Straightforward Java Persistence Through Checkpointing

Jon Howell [ Supported by a research grant from the USENIX Association. ]
Technical Report PCS-TR98-330 [Submitted to the Third International Workshop on Persistence and Java, Tiburon, CA, September 1998. Available at http://www.cs.dartmouth.edu/reports/abstracts/TR98-330/ ]
Department of Computer Science
Dartmouth College
Hanover, NH 03755-3510
jonh@cs.dartmouth.edu

Author: jonh , Date: 1998/05/02 15:17:31 , Revision: 1.41

Abstract

Several techniques have been proposed for adding persistence to the Java language environment. This paper describes a scheme based on checkpointing the Java Virtual Machine, and compares the scheme to other techniques. Checkpointing offers two unique advantages: first, the implementation is independent of the JVM implementation, and therefore survives JVM updates; second, because checkpointing saves and restores execution state, even threads become persistent entities.

Introduction

Previous papers at this workshop have outlined a variety of strategies for providing persistence for Java programs. Moss and Hosking provide a taxonomy for categorizing these proposals according to the persistence programming model and implementation [cite moss:approaches]. Our proposal is unlike most in that even thread state is made persistent, and it requires no changes to the Java virtual machine.

This paper will describe our scheme in the context of Moss and Hosking's taxonomy, outline existing persistence proposals, and give a status report on the existing implementation.

Description

Existing models provide persistence to Java one of three ways: They add persistence with language-level mechanisms, they alter the JVM to add support for persistence, or they run the whole JVM over an operating system that supports persistence.
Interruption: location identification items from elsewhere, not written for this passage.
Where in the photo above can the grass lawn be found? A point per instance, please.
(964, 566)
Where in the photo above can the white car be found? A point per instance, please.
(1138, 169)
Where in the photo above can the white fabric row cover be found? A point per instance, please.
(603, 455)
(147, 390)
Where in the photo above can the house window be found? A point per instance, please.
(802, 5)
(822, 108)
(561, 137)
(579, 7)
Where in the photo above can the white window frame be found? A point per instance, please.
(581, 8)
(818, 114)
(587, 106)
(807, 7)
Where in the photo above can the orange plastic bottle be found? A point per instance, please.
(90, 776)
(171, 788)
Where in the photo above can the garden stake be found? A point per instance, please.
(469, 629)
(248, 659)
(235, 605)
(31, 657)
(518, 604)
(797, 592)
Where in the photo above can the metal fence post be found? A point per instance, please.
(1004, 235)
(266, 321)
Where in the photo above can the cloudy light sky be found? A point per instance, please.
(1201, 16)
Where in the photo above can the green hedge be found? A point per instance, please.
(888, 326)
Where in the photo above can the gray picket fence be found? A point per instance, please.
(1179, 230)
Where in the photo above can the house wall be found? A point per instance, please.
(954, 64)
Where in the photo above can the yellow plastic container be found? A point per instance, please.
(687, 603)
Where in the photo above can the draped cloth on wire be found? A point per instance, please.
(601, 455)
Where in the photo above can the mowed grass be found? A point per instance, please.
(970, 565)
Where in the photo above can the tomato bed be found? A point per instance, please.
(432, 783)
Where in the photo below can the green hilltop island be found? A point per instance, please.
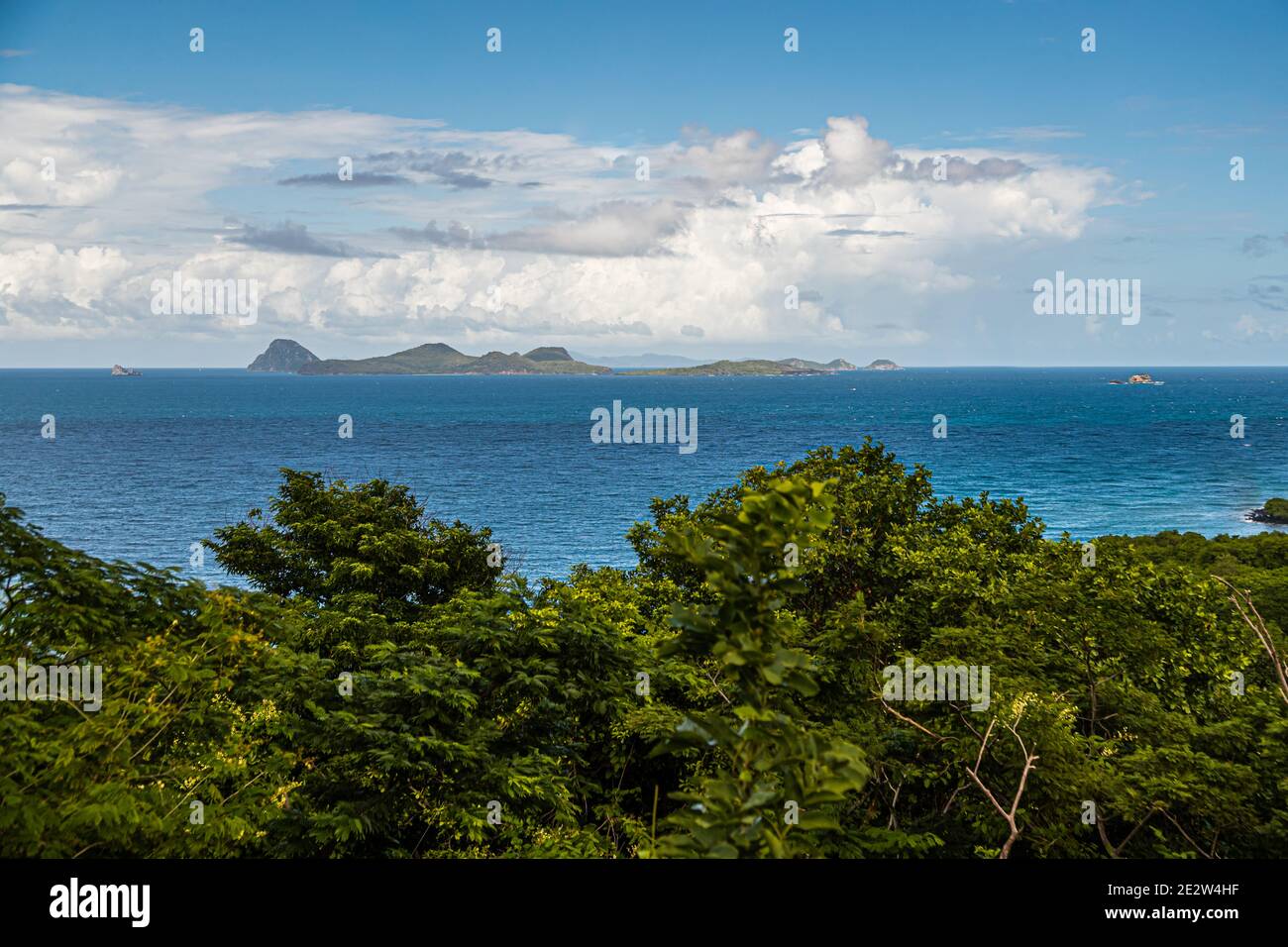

These options are diagrammed in Figure [->].

Existing proposals for Java persistence

Our model differs in that it inserts a checkpointing layer between the JVM and a traditional OS (in our case, Solaris). See Figure [->]. A library routine, in the form of a native method that commences a checkpoint, is provided to give the application explicit control over checkpointing when desired.

Our checkpointer-based scheme

We now analyze our model within the Moss and Hosking framework.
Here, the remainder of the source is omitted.